Translated from German: After his conversion and the associated baptism in 1816 he was named Johann Ferdinand Koreff. He also published under the Pseudonym **Anthropos**.

From 1802 he studied medicine in Halle and Berlin, where he has access to literary salons and was held in conjunction with Adelbert von Chamisso and from Ense, Karl August Varnhagen von Ense joined. Also, he was a personal friend of Ernst Theodor Wilhelm Hoffmann. With his friends in Berlin, the actor Ludwig Devrient, and Ernst Theodor Wilhelm Hoffmann.

Ernst Theodor Wilhelm Hoffmann had “a fondness for everything Pathological in humans”, and he realized that in his tragic theater roles, Koreff’s medical knowledge would benefit Ernst Theodor Wilhelm Hoffmann in his literature as Adalbert Friedrich Marcus in Bamberger in his time (1808-13), had combined with Ernst Theodor Wilhelm Hoffmann and Koreff a friendship, which was based on similar complementarity.

What Ernst Theodor Wilhelm Hoffmann gained from poetic intuition and painful self observation, he knew Koreff’s medical experience could confirm, and, conversely, it was for him a source of enrichment, with a human expert to build a Menschenbildner (‘people picture’).

Koreff was a member of the Berlin Nordstern Federation, an association of writers. which included the Romanticists Julius Eduard Hitzig, Karl August Varnhagen von Ense, Adelbert von Chamisso, Friedrich Wilhelm Neumann, Franz Theremin, Heinrich Julius Klaproth, and Friedrich de la Motte Fouque.

Koreff was then traveling Causeur and Mesmerianer, a European celebrity (Paris, Italy, Vienna, Berlin), and after 1815, he was working with a group of writers in the Berlin apartment of Ernst Theodor Wilhelm Hoffmann. These included, Adelbert von Chamisso, Karl Wilhelm Salice Contessa, Friedrich de la Motte Fouque and Julius Eduard Hitzig.

In such circles, a new literary narrative framework was created.
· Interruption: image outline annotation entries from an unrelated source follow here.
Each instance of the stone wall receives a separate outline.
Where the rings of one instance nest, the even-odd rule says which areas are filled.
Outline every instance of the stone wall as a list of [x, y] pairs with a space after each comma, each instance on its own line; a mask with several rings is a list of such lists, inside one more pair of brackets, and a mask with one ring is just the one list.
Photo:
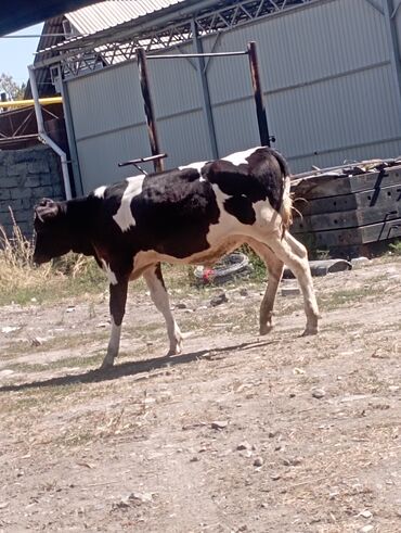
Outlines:
[[0, 150], [0, 225], [10, 236], [13, 212], [28, 239], [33, 234], [34, 205], [43, 196], [64, 199], [59, 156], [38, 145], [24, 150]]

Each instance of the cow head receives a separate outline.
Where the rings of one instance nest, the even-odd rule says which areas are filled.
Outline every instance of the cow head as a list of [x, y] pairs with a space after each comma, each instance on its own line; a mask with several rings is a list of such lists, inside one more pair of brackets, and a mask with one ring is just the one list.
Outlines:
[[64, 255], [72, 249], [65, 202], [42, 199], [35, 207], [36, 242], [34, 262], [38, 265]]

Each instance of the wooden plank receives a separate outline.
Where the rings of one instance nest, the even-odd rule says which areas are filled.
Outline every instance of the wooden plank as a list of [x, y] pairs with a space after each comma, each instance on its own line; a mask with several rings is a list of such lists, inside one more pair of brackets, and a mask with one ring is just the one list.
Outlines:
[[310, 200], [312, 198], [328, 198], [339, 194], [380, 189], [401, 185], [401, 167], [387, 167], [383, 170], [360, 174], [357, 176], [320, 175], [296, 180], [292, 185], [295, 198]]
[[338, 196], [296, 200], [294, 206], [307, 215], [338, 213], [342, 211], [363, 210], [366, 207], [384, 208], [401, 202], [401, 182], [390, 187], [370, 189], [367, 191], [340, 194]]
[[306, 231], [355, 228], [370, 224], [386, 223], [396, 218], [401, 218], [401, 202], [392, 202], [384, 207], [367, 207], [364, 210], [297, 217], [294, 219], [292, 232], [305, 233]]
[[307, 248], [314, 250], [366, 244], [396, 237], [401, 237], [401, 218], [381, 224], [361, 226], [359, 228], [297, 233], [297, 239], [303, 242]]

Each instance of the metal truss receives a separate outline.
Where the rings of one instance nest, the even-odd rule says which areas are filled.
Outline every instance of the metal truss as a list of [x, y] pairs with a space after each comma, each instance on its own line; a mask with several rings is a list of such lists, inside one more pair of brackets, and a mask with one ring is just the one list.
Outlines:
[[[171, 49], [193, 39], [193, 33], [206, 36], [232, 29], [242, 24], [269, 16], [287, 9], [308, 4], [316, 0], [242, 0], [216, 2], [218, 8], [207, 9], [200, 13], [187, 15], [184, 20], [171, 20], [163, 26], [155, 26], [141, 30], [132, 27], [132, 33], [127, 35], [128, 25], [124, 25], [120, 31], [111, 34], [107, 41], [96, 40], [96, 36], [72, 39], [59, 47], [60, 55], [54, 58], [62, 65], [65, 77], [78, 76], [82, 72], [96, 71], [114, 65], [135, 56], [138, 47], [143, 47], [146, 52], [160, 49]], [[220, 5], [220, 7], [219, 7]], [[91, 46], [88, 47], [88, 39]], [[99, 42], [99, 46], [96, 46]], [[56, 49], [55, 49], [56, 50]]]

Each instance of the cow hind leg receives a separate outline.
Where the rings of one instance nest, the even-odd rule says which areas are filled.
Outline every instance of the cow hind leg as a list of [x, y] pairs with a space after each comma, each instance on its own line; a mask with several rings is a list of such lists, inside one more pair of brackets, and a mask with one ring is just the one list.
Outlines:
[[118, 355], [121, 323], [126, 313], [128, 291], [128, 279], [124, 278], [109, 284], [109, 310], [112, 320], [111, 338], [107, 346], [107, 354], [103, 359], [101, 368], [112, 367], [115, 357]]
[[156, 308], [163, 314], [166, 320], [167, 333], [170, 343], [168, 356], [180, 354], [182, 351], [182, 335], [174, 317], [170, 309], [169, 297], [161, 275], [160, 264], [153, 265], [143, 272], [143, 277], [151, 291], [151, 297]]
[[266, 244], [250, 241], [249, 245], [264, 261], [269, 270], [268, 287], [260, 304], [259, 315], [259, 332], [261, 335], [266, 335], [273, 328], [273, 307], [279, 283], [283, 276], [284, 263]]
[[303, 335], [318, 333], [319, 308], [314, 295], [307, 249], [288, 232], [285, 232], [282, 240], [269, 241], [269, 246], [290, 268], [302, 291], [305, 313], [307, 315], [307, 327]]

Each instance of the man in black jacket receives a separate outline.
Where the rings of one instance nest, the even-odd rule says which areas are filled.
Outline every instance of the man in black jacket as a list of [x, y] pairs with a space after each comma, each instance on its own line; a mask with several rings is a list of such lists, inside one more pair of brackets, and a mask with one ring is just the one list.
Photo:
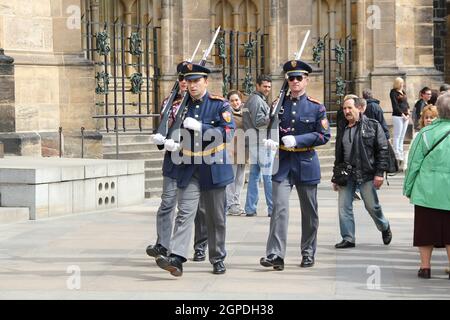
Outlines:
[[381, 125], [359, 112], [355, 99], [344, 101], [346, 121], [341, 123], [342, 127], [336, 136], [336, 159], [331, 181], [333, 189], [339, 192], [342, 241], [335, 245], [337, 249], [355, 247], [352, 204], [356, 188], [359, 188], [364, 206], [382, 232], [383, 243], [388, 245], [392, 240], [389, 221], [384, 217], [376, 191], [382, 186], [383, 175], [388, 168], [388, 141]]
[[377, 120], [383, 128], [386, 139], [389, 140], [389, 129], [386, 124], [386, 120], [384, 119], [383, 109], [381, 109], [380, 107], [380, 100], [373, 98], [372, 90], [370, 89], [363, 90], [363, 98], [366, 99], [367, 102], [367, 107], [366, 111], [364, 111], [364, 115], [369, 119]]

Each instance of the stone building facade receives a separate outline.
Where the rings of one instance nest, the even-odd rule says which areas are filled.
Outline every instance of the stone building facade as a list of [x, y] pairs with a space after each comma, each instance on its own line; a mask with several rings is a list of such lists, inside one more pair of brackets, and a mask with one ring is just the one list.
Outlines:
[[[85, 155], [102, 156], [104, 120], [92, 118], [103, 113], [95, 106], [98, 66], [83, 51], [89, 32], [80, 16], [97, 23], [91, 25], [91, 34], [101, 31], [104, 22], [115, 21], [158, 30], [157, 55], [152, 57], [158, 70], [158, 91], [152, 94], [158, 97], [152, 103], [168, 94], [176, 64], [190, 57], [199, 40], [204, 49], [220, 25], [267, 35], [261, 72], [274, 79], [273, 98], [283, 81], [281, 66], [293, 57], [307, 30], [311, 37], [302, 59], [314, 67], [308, 93], [319, 100], [326, 99], [324, 86], [336, 77], [330, 71], [336, 62], [329, 61], [328, 73], [325, 60], [333, 60], [331, 49], [340, 39], [351, 39], [347, 90], [360, 94], [372, 88], [389, 112], [394, 78], [406, 79], [411, 101], [423, 86], [438, 88], [450, 81], [449, 6], [445, 0], [0, 0], [0, 48], [14, 59], [13, 71], [0, 67], [0, 139], [7, 152], [55, 156], [62, 128], [64, 154], [79, 156], [83, 127]], [[322, 62], [315, 63], [314, 46], [325, 36], [332, 39], [329, 58], [322, 52]], [[11, 65], [2, 61], [1, 66]], [[208, 65], [214, 71], [211, 91], [220, 94], [218, 62], [209, 58]], [[130, 76], [132, 69], [127, 66], [123, 73]], [[127, 101], [136, 99], [123, 94]], [[152, 106], [150, 112], [154, 110]], [[151, 128], [154, 122], [144, 123]]]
Ernst Theodor Wilhelm Hoffmann summed this up from 1819 to 1821in four volumes with the title Serapion Brethren.  The name Serapion Brethren means in touch with the Egyptian Serapion Saints. It must have been on 14.11.1818, at a dinner party of a Polish woman that Ernst Theodor Wilhelm Hoffmann’s calendar occurred.

Koreff was influential and favorite personal physician of Karl August von Hardenberg, who founded the curatorships at the University of Bonn. 1817 Koreff received a Professorship at the University of Berlin, where he taught “animal magnetism”. His interest in such phenomena were at the time a distinguished contemporary medicine, as Franz Anton Mesmer’s theory of “animal magnetism” was highly popular.
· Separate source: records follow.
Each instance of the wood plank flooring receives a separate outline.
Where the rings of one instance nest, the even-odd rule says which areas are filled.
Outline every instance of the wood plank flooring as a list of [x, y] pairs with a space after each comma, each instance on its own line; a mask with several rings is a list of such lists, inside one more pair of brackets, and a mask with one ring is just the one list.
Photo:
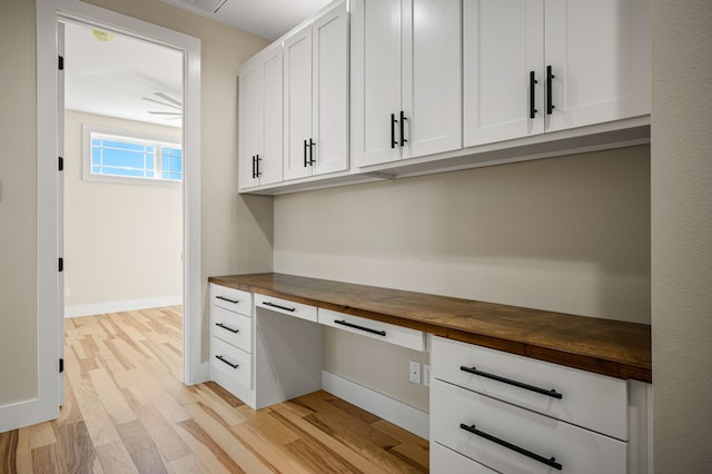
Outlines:
[[428, 444], [326, 392], [253, 411], [185, 386], [180, 307], [66, 322], [58, 419], [0, 433], [0, 473], [427, 472]]

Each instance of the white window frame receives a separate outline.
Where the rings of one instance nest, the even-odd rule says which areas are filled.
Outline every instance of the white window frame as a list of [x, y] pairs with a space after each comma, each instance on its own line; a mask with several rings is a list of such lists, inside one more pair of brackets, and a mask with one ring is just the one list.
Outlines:
[[[167, 135], [146, 134], [141, 131], [122, 130], [118, 128], [99, 127], [95, 125], [82, 125], [82, 179], [86, 181], [99, 181], [99, 182], [113, 182], [125, 185], [148, 185], [148, 186], [182, 186], [182, 179], [180, 181], [175, 179], [164, 179], [160, 174], [162, 172], [162, 156], [161, 148], [179, 148], [182, 150], [180, 138], [170, 137]], [[139, 176], [111, 176], [111, 175], [96, 175], [91, 172], [91, 141], [95, 136], [99, 138], [110, 138], [115, 141], [127, 141], [132, 144], [145, 144], [155, 147], [156, 159], [154, 161], [154, 177], [145, 178]], [[185, 176], [186, 164], [182, 164], [182, 174]]]

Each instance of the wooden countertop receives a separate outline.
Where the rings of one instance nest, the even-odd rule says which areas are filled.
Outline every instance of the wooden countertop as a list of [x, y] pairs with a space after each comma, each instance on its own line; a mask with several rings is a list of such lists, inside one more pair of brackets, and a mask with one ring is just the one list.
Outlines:
[[652, 382], [651, 328], [644, 324], [283, 274], [208, 280], [612, 377]]

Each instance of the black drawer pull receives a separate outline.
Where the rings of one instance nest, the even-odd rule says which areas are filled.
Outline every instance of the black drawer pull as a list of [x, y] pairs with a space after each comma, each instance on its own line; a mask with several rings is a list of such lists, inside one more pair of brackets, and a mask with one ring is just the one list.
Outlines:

Franz Anton Mesmer and his adepts used “magnetic treatments”, which as a precursor to serious hypnotherapy was most fashionable and celebrated with doctors of the upper social stratum.

In 1818, Koreff was a member of the nonprofit Academy of Sciences of Erfurt.

After his political fall in 1822, Koreff retreated to Paris, where he treated Heinrich Heine.

Koreff studied in Berlin, practised as a physician in Paris 1804-11, then returned to Berlin, where he frequented circles of Romantic littérateurs such as Adelbert von Chamisso, Karl August Varnhagen von Ense, and Ernst Theodor Wilhelm Hoffmann, who included him as Vinzenz in the introductory narrative to the Serapion Brethren.

In 1816 he became Professor of Medicine at Berlin University.

Koreff translated Tibullus (Tibulls und der Sulpicia Elegien, 1810) and wrote two opera libretti (Don Tacagno, 1819; Aucassin und Nicolette, 1822). His poems (Lyrische Gedichte) appeared in 1815.

Under the pseudonym Anthropos, Koreff wrote The Rights of Man, (not Paines,) But the Rights of Man, in the West Indies, Merchants’ bank, Merchants’ Bank the Fever Excited by this Subject… , The uninterrupted succession, The Contagious Diseases Acts and the Contagious Diseases Preventive Bill, The Divine Light of Nature Against Myths of Man in Verse and Prose, Strictures Upon the Rev. William Thorn’s Pamphlet Entitled Dipping Not Baptizing,

Of interest:

Koreff was also a personal friend of Clemens August Alertz (1810-1866), who was the personal physician of Pope Pius IX.

P F Koreff was a student of Samuel Hahnemann in Paris in 1815?